Avec "Akoibon", l'hostilité accueillant la deuxième réalisation d'Édouard Baer dans un large pan de la critique cinématographique mérite qu'on y prête attention car elle est symptomatique d'une tendance très française au cloisonnement des registres. Si, au Japon par exemple, personne ne s'étonne de voir un Kitano aligner les sketches scato-navrants à la télévision et les chefs-d'oeuvre sensibles au cinéma, voilà un grand écart presque impensable dans nos contrées. Aux trublions (les "comiques") désireux d'investir le grand écran, s'offrent deux possibilités : l'option grand-rôle-à-contre-emploi-dans-un-film-respectable (et-si-possible-très-triste), appelons cela le syndrome "Tchao Pantin", et le sketch télévisé étiré sur une heure trente taillé pour le succès et la promo chez Arthur, en-dehors de quoi, circulez, y a rien à voir.

Difficile donc de s'imposer légitimement "Auteur" surtout lorsque, comme Édouard Baer, on veut tout - et on donne tout - c'est-à-dire le drôle, le pas drôle, l'inquiétant, le foireux, la poésie, le n'importe quoi et le vertige.
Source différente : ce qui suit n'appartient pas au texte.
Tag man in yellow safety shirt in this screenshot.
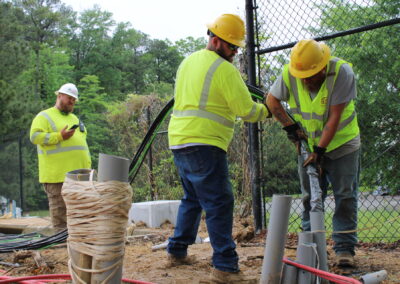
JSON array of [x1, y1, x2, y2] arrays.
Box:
[[267, 39, 361, 266], [30, 83, 91, 231], [167, 14, 269, 283]]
Pourtant, le singulier animal a des ancêtres et non des moindres : on songe à Jean-Pierre Mocky, Bertrand Blier dans ses meilleurs moments, Alain Cavalier (celui du "Plein de Super"), etc... Déplacées, ces références au sujet d'"Akoibon" ? Non, pas plus que John Cassavetes, Raoul Ruiz ou Spike Jonze.

C'est vrai, le film d'Édouard Baer est loin d'égaler la plupart des oeuvres des cinéastes cités, il comporte de nombreux moments de faiblesse (tout de même élégamment sollicités par le régime narratif du film), il ne parvient pas à oublier tout à fait - comme il semble le désirer de concert avec son auteur - le "devoir" d'être drôle ni à éviter les pièges de la casse-gueule pratique qu'est la mise en abyme. Oui, mais. Mais il réserve, au spectateur qui fera fi des balisages, de vrais moments de cinéma, de bon cinéma. Cette lumière si particulière, cette façon de sauver la dégénérescence du genre-parodie par la grâce de l'hommage mélancolique, cette attention à la "musique"naturelle de chaque personnage, de chaque atmosphère, etc...

Des séquences superbes autour du couple Poelvoorde-Mastroianni à la poésie des apparitions nocturnes de personnages issus de films de genre, venus d'on ne sait où, en passant par le pathétique et magnifique Jean Rochefort et les incursions de la "troupe"habituelle du cinéaste, "Akoibon" est un film qui semble ne pas savoir où il nous mène; mais nous sommes heureux d'y aller, et tant mieux si ce bonheur se teinte d¹inquiétude, d'étrangeté. Édouard Baer confirme donc, après une "Bostella" très réussie, qu'il est un cinéaste ambitieux sous son apparente désinvolture à laquelle certains voudraient le réduire.

Espérons qu'il aura l'occasion d'exercer à nouveau ce talent que l'on souhaite voir s'épanouir. Aller goûter "Akoibon" est un bon moyen de s'en assurer.